ZOOMでスライドの打ち合わせをする河口講師

いろいろ悩んだハイブリッド開催

 コロナ禍では、CiRAではほぼ全ての公開イベントをオンラインで開催していましたが、2023年1月にはコロナ対策が緩和されており、Co-STEPとの共同開催を機に、初めて対面とオンラインを組み合わせたハイブリッド形式で行うことになりました。

 CiRAではオンライン配信用の機材は一通りそろっていますが、それを使ってハイブリッド形式で開催するためには予想以上の労力がかかりました。技術チェックやリハーサルを何度も繰り返し、本番当日まで、音声や照明、カメラの配置など最適な方法を探りました。

ハイブリッド形式での配信のテストをする
国際広報室メンバー

 また、ハイブリッド形式のイベントを告知してわかったことは、現地の参加希望者がなかなか集まりにくいということです。遠方の方や前後に用事がある方は、もちろんオンラインの参加が便利です。しかし、会場での参加は、直接研究者に質問ができたり、カフェの雰囲気を楽しめたりと、現地ならではの魅力があります。そこで、CiRAの会場(講堂)に来ていただく参加者を増やすために、SNSや外部機関のメーリングリスト、大学内での通知などさまざまなアプローチで告知を行ったところ、開催数日前に定員の30名近くの方に登録いただけたのです。

そして本番当日

 本番(1月28日)の前日は京都にも雪が降り、聴講者は来てくれるだろうかと心配していましたが、当日は少し雪が残りつつも、晴れの天気となりホッとしました。

 国際広報室メンバーは本番の4時間前にはCiRA研究棟に集合し、設営やオンライン配信の準備に取りかかりました。その1時間後に北海道から奥本先生が到着、そして河口先生も会場にやって来ました。

 すぐさま本番に向けた奥本先生と河口先生の打ち合わせが始まり、昼食をとりながらも続けられました。河口先生がスライドの内容を一部変更したこともあり、2人は入念にスライドをチェックし、奥本先生からの質問や確認が本番ギリギリまで繰り返されました。国際広報室メンバーもその様子を見て、本番への緊張感が増していきました。

打ち合わせをする奥本先生(左)と河口先生(右)

 午後2時になり、いよいよ奥本先生と河口先生の対話形式で進行するカフェがはじまりました。冒頭に河口先生が遺伝情報の基本的な解説を行い、その後、身近な例を挙げながら自身の計算生物学を使った研究を紹介していきました。専門的な難しい話が出た際には、奥本先生がかみ砕いて説明し、参加者が楽しみながら理解できる形で進行しました。当日のカフェの内容や様子は、下記のリンクからご覧いただけます。

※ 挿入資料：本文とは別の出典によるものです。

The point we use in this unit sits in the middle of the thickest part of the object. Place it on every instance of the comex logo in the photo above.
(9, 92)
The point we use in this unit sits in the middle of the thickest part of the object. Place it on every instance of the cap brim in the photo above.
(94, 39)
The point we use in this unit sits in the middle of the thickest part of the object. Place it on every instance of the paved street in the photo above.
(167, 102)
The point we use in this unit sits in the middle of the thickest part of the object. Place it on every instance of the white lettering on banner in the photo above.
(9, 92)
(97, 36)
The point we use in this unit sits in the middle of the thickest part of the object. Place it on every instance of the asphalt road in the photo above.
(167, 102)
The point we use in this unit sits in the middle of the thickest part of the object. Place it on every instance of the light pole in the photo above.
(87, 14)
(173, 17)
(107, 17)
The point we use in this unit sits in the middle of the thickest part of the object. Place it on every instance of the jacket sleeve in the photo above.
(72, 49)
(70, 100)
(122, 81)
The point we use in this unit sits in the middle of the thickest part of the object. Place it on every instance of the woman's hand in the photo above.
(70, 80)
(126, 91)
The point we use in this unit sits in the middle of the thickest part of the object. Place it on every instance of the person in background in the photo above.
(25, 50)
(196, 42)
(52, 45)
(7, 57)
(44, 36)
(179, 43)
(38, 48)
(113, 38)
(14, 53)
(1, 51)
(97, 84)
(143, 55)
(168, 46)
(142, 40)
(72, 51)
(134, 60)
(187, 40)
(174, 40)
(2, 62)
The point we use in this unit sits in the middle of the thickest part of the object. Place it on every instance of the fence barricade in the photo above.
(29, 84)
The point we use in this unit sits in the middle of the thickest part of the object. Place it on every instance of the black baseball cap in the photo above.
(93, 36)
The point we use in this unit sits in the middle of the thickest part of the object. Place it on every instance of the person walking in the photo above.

 会場には25名の方が足を運んでくださり、オンライン(YouTube Live)では67名の方が視聴してくださいました。さらに、当日の事後視聴を含めると、合計で217名の方にご参加いただくことができました。

2人の話に耳を傾ける聴講者

 今回のイベントでは、準備から本番まで多くの学びがありました。今後は、この経験を活かし、「サイエンスは楽しい!」と感じていただけるサイエンスカフェを開催していくことを目指していきます。